As far as negotiations with these payers or PBMs, we are continuing negotiations with one of them and as far as them announcing those decisions, we don't understand the specifics of when they will let us know but we would expect that as we get into toward the end of the year they can make the decision. Most of this is all electronic so I don't think there would be an issue in pushing this out toward the holidays. But we don't have any insight into the specific timing of when we would be informed.

Irina Koffler, Mizuho.

Thanks. So the 528 average net realized price this quarter, is that a good way to think about pricing without the contracts? And then is this price going to go down after contracting or I know you said it was going to be neutral to gross to net.

Then in terms of the volumes of scripts going through the contracts, so if you are saying 70% is going to be under contract by the end of the year, should we expect 70% of the scripts to be contracted or can more still persist in the Horizon Cares?

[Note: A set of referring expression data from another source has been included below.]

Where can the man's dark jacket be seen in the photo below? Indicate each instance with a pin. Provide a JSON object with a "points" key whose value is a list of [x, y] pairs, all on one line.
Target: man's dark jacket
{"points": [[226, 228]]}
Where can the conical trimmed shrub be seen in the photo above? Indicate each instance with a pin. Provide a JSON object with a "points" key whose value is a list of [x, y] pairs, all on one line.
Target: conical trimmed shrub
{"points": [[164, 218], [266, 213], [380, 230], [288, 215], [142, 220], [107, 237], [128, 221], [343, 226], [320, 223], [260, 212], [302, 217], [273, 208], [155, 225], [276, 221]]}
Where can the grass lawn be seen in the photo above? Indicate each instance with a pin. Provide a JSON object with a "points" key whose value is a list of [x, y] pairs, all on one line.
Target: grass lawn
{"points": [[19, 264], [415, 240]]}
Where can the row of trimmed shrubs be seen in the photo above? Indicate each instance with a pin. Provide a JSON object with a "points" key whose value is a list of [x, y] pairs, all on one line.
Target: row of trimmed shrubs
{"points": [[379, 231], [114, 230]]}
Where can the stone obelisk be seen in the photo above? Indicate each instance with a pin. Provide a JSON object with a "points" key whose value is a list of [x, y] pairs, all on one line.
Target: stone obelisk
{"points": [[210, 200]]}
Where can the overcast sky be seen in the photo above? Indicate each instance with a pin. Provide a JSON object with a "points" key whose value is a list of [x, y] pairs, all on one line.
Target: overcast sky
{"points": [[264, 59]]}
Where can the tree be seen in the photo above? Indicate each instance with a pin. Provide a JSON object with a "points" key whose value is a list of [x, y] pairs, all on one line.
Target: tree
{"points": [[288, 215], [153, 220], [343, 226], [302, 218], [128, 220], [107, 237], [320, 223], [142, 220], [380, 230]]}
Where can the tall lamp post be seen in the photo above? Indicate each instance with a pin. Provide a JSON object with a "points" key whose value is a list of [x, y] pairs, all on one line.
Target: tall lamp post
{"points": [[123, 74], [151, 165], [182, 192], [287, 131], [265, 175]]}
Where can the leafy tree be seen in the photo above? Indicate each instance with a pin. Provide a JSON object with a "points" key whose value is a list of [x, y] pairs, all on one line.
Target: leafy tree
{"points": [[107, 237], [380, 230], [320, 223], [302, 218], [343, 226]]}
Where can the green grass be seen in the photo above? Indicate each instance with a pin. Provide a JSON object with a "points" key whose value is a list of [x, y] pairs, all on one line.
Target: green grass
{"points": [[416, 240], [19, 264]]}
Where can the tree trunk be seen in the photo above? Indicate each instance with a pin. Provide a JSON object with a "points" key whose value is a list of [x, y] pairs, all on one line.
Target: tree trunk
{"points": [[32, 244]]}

My last question is on promotional investment and expenses. So it sounds like you are still hiring some of your staff but around fourth-quarter should we expect that to be a reasonable run rate in terms of spend for 2017 to model that forward? Thank you.

As far as the average net realized price from a 2016 versus 2015, it looks like it will be in the 2.5% to 3.5% increase on average and we expect that rough increase to be in the low, pushing toward the mid-single digit. So not substantially changing into 2017.

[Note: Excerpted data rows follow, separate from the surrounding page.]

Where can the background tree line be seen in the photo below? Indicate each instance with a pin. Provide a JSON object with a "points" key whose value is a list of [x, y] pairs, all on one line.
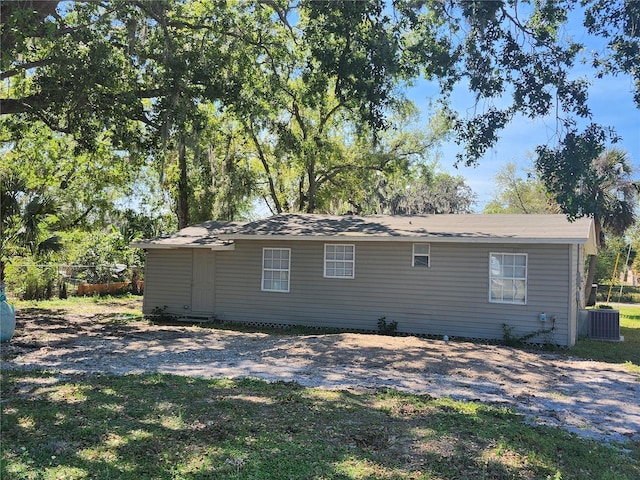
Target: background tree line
{"points": [[200, 109]]}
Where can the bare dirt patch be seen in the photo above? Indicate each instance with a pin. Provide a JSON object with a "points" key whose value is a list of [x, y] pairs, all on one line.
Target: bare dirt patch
{"points": [[593, 399]]}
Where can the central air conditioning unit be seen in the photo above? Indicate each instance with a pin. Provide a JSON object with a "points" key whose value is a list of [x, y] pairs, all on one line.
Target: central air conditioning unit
{"points": [[604, 325]]}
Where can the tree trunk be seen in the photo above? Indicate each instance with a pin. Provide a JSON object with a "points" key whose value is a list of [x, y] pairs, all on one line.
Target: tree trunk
{"points": [[591, 270], [183, 187], [311, 191], [591, 273]]}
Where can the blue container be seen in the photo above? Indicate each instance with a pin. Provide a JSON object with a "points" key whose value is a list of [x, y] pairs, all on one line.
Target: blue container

Relative to volume, the 70% would be volume of prescriptions that would be under contract assuming that we are able to secure the PBM contract with BSI. As far as promotional investments, we expect those as we announced in our updated guidance to be in place here in the fourth quarter. We are not commenting specifically on run rate for 2017 but assuming positive FA, we would have nine months of investing in that launch next year which without sales occurring until the fourth quarter, so we would expect incremental investment in that case.

David Risinger, Morgan Stanley.

Thanks very much. I just have two questions. So both are financial. The first is with respect to SG&A, Paul, could you remind us what expenses if any associated with patient assistance or co-pay programs or other assistance to patients go into SG&A versus get subtracted out of net revenue?

The second question is when should we expect you to provide 2017 financial guidance? Thank you.

We will give financial guidance in the first quarter for 2017.

On patient assistance, it all comes out of gross to net. And so if you look in our 10-Q, we have a table for the quarter and the year that lays out the walk of gross to net and shows the co-pay and patient assistance coming out of our net sales.

That concludes our call this morning. A replay of this call will be unavailable in approximately two hours by calling 1-855-859-2056. And the passcode for that replay is 98231038. Thank you for your interest in Horizon Pharma and for joining us today.